Cada uma dessas almas tem um completo conjunto de poderes e qualidades. Entendimento intelectual, atributos emocionais, desejos e ânsias, são expressos por estas almas em maneiras diferentes. Há numerosos detalhes e combinações de qualidades, e para entender corretamente a natureza do homem, estas coisas devem ser entendidas claramente.

Na segunda metade do capítulo Um, Rabi Shneur Zalman nos introduz de maneira geral à alma animalesca, nefesh ha-behamit. Seu motivo para começar esta análise com a nefesh ha’behamit é que esta alma é a primeira a ser revelada no homem, como declara o versículo: "Pois a inclinação do coração do homem é o mal, desde sua juventude." No capítulo Dois, o autor nos familiarizará com a natureza da Alma Divina (que se torna revelada num estágio mais tardio, principalmente depois que a criança chega à idade de bar/bat mitsvá).


Almas e inclinações

É importante enfatizar que até este ponto, estávamos familiarizados com as fontes na Guemará e no Midrash que descrevem as duas inclinações, o yetser hatov e o yetser hará. A idéia de "almas" é algo novo. Superficialmente, almas e inclinações poderiam parecer conceitos paralelos. De fato, um exame mais detalhado mostrará grandes diferenças entre elas. É explicado na Chassidut Chabad que enquanto "alma" envolve os conceitos mais amplos de vida e vitalidade ou força de vida, "inclinação" expressa apenas as tendências ou impulsos na direção do bem e do mal. As emoções que derivam do intelecto da alma animalesca são chamadas de yetser hará, ao passo que as emoções derivadas do intelecto da alma Divina são chamadas de yetser tov.

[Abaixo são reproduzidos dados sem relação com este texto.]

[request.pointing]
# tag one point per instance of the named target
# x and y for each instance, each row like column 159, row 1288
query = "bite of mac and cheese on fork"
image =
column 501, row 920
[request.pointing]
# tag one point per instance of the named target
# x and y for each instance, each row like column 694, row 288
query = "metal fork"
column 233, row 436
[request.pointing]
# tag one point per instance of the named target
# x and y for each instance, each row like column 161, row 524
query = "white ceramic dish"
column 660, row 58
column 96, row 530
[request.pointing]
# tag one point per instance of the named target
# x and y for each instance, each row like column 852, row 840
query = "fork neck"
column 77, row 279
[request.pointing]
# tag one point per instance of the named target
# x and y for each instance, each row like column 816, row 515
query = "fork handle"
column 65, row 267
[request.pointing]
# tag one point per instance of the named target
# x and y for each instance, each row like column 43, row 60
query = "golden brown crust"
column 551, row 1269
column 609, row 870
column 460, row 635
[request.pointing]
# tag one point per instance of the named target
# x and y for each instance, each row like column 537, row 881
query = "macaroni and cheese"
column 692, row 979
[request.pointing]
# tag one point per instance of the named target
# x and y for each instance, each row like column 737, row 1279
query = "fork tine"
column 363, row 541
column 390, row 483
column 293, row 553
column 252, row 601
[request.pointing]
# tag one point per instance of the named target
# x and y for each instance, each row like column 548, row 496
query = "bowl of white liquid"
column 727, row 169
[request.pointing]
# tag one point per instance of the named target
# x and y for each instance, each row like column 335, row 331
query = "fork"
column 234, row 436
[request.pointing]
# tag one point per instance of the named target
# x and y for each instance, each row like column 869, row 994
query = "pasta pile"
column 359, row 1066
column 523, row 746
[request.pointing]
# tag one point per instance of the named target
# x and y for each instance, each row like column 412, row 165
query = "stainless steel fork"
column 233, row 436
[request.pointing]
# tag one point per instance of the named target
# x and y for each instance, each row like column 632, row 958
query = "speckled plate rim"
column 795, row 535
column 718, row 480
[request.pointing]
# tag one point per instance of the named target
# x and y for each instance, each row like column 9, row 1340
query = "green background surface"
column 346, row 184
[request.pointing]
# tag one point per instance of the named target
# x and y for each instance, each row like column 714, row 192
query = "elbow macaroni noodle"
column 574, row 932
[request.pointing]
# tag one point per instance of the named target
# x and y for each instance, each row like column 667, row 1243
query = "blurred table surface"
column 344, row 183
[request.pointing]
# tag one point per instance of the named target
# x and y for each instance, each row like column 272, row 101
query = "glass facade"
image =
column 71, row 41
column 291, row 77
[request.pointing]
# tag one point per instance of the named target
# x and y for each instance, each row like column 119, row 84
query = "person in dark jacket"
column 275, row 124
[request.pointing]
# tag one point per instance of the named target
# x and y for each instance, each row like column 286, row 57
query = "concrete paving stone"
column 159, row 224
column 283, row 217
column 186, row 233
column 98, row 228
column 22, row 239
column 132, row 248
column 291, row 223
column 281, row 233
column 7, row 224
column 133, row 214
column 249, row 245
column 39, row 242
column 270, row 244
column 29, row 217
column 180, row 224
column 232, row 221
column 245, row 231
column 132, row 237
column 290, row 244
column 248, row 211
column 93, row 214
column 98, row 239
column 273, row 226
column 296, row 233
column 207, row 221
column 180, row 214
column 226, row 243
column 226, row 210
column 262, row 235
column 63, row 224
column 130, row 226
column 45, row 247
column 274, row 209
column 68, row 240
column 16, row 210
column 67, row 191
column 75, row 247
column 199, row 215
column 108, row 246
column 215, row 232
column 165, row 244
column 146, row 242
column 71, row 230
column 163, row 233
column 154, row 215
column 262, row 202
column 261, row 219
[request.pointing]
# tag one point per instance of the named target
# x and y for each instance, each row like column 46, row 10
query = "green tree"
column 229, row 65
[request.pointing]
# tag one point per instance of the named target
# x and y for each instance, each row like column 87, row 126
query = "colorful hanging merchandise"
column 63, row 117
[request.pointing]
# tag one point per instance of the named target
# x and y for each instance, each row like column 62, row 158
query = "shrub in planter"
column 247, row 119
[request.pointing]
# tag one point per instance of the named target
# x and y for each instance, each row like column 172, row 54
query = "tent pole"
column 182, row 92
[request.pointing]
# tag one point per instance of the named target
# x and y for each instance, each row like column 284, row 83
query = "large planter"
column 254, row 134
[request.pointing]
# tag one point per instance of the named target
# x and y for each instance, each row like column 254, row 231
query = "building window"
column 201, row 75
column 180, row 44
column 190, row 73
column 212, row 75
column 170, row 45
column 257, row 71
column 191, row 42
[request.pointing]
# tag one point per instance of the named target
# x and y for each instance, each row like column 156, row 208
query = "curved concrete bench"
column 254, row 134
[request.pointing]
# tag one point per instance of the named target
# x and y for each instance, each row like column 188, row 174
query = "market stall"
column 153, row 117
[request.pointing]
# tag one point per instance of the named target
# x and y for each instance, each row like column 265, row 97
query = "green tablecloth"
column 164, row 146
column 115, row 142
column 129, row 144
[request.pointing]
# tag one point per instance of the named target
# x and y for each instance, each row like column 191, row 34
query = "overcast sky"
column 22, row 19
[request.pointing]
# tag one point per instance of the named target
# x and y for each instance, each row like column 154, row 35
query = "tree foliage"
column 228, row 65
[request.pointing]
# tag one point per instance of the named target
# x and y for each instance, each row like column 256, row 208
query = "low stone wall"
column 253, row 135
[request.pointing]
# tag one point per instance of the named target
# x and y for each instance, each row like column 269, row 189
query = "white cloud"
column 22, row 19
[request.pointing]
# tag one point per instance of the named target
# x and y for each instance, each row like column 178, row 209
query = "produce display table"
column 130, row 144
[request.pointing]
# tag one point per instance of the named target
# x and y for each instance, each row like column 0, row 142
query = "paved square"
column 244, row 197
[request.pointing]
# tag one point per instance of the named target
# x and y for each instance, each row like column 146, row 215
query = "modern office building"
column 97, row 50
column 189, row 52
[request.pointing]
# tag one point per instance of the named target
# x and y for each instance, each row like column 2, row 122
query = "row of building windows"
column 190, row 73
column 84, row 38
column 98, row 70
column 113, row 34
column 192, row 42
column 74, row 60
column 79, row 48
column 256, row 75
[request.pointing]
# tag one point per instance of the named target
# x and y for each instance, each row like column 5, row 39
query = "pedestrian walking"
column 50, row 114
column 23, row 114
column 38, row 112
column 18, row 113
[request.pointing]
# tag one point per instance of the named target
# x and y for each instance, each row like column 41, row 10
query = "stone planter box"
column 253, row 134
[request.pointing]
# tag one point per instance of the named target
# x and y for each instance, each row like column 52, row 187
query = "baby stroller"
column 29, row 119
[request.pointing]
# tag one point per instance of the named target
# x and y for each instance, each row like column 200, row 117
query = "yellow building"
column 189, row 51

Rabi Shneur Zalman agora delineia algumas características fundamentais da alma animalesca em todo judeu. Esta alma não está incluída na categoria de santidade, mas ao contrário, origina-se na kelipá (literalmente "invólucro", uma metáfora para aquelas forças que ocultam a força de vida Divina encontrada em toda a criação, como uma casca ou concha que oculta o fruto), e a sitrá achra (literalmente, "o outro lado" – a antítese da santidade e pureza). Esta alma animalesca é revestida pelo sangue de um ser humano, dando vida ao corpo, como atesta o versículo: "Pois a nefesh [i.e., a força de vida] está no sangue." Obviamente, o conceito de nefesh também implica qualidades espirituais da alma, mas para enfatizar sua proximidade específica com a carne e com assuntos físicos, também é chamada "a nefesh, alma, da carne". Desta alma derivam as qualidades humanas naturais, e juntamente com elas, todas as más características com as quais estamos familiarizados. Além disso, "desta alma brota também os bons traços inerentes ao caráter de todo judeu".

Não foi sem motivo que a "alma animalesca" recebeu este nome. Ela se caracteriza pela vontade poderosa e forte paixão que são típicas do reino animal. Apesar disso, estas características não são necessariamente negativas. Embora sejam qualidades naturalmente voltadas para coisas físicas e materiais, o homem tem a capacidade de mudar sua direção, de guiá-las no rumo positivo, e a usá-las para propósitos corretos, como é explicado nos ensinamentos chassídicos. Este é o desafio do homem.